Kei Nishikori of Japan advances to Memphis final
MEMPHIS, Tenn. (AP) — Kei Nishikori was walking past Marinko Matosevic, ready to switch ends after winning the first set 6-4. The Australian stopped him near the umpire's chair.
Matosevic couldn't continue, not with a bone bruise in his right foot making each step simply too painful.
Matosevic retired 37 minutes into his semifinal against Nishikori on Saturday, sending the Japanese player to the final of the U.S. National Indoor Championships. Nishikori called the quick end surprising because he didn't know Matosevic was injured.
"He was playing really well from the beginning and he broke my serve in the beginning 2-love," Nishikori said. "He was playing well, I thought. So I didn't think about he was retiring. Yeah, he's playing well this week. ... Things happen. But yeah, lucky for me to play just one set and feel fresh for tomorrow so I think it's good."

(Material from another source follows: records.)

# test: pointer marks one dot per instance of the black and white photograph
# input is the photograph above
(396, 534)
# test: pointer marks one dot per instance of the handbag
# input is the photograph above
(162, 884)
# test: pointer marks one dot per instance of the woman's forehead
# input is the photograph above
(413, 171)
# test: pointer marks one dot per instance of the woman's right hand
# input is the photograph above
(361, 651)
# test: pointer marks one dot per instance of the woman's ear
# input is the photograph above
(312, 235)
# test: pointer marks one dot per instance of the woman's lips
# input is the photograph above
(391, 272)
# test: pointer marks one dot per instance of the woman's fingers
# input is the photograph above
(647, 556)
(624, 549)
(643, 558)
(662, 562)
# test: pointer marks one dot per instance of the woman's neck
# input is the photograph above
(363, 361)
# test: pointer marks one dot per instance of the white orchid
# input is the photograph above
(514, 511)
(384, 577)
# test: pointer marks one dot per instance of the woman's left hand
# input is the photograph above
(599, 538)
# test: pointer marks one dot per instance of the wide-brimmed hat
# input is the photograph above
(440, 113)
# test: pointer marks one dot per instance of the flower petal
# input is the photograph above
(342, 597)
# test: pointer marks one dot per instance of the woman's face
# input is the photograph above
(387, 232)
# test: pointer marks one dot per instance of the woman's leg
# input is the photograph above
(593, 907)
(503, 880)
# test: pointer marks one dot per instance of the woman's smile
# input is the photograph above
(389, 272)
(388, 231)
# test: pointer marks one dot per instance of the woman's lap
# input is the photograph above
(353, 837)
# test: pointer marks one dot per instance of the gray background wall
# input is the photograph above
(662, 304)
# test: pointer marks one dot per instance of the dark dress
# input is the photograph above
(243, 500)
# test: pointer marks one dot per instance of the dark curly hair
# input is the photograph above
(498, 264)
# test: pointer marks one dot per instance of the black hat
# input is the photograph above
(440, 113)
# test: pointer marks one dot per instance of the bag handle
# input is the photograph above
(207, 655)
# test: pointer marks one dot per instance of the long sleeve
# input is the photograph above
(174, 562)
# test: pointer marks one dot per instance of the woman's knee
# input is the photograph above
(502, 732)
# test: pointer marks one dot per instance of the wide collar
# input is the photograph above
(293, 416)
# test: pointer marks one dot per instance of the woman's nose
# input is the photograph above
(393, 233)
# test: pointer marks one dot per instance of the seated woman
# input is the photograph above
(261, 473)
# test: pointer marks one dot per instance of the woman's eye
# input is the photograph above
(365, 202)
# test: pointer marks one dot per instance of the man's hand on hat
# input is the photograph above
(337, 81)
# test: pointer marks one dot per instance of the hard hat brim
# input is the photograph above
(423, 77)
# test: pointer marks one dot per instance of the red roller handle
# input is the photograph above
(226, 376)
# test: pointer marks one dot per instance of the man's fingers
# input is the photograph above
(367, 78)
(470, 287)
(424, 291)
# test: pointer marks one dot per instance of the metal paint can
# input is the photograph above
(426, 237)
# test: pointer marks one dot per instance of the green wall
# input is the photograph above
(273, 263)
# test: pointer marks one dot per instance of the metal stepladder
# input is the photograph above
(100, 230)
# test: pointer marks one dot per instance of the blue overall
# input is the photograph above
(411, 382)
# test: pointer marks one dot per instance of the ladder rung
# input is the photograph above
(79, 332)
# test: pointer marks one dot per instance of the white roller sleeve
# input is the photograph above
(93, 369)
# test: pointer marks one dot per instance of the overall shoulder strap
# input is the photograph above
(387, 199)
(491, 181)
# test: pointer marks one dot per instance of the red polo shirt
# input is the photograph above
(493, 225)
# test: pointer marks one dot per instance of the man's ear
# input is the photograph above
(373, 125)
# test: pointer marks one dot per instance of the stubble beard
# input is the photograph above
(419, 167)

On Sunday, Nishikori will face Feliciano Lopez of Spain, a 6-2, 3-6, 6-3 winner over Denis Istomin of Uzbekistan. Lopez will be seeking his third title in his eighth career ATP final after a match he thought he had won with an ace — even preparing to shake hands with the chair umpire — only to replay the point because of a let ruling.
"In the old times, we had one guy on the net with a finger," Lopez said. "I don't know if it's more accurate or not. The system now with the machine you never know when it's real let or not."
Marina Erakovic of New Zealand won her first singles title Saturday night when Sabine Lisicki of Germany retired because of an illness in the last women's final in Memphis. The women's event, held in Memphis since 2002, is moving to Rio de Janeiro in 2013.
Erakovic lost this final to Sofia Arvidsson last year, and she took the first set Saturday night 6-1 in 27 minutes. During the break, Lisicki sat down and realized she couldn't continue.
"I just didn't have any energy left in the tank," Lisicki said.
Erakovic looked almost disappointed. The winner of seven doubles titles said she didn't realize Lisicki had been ill so she was shocked when the German retired and reacted as if on auto-pilot until she was handed the guitar-shaped trophy.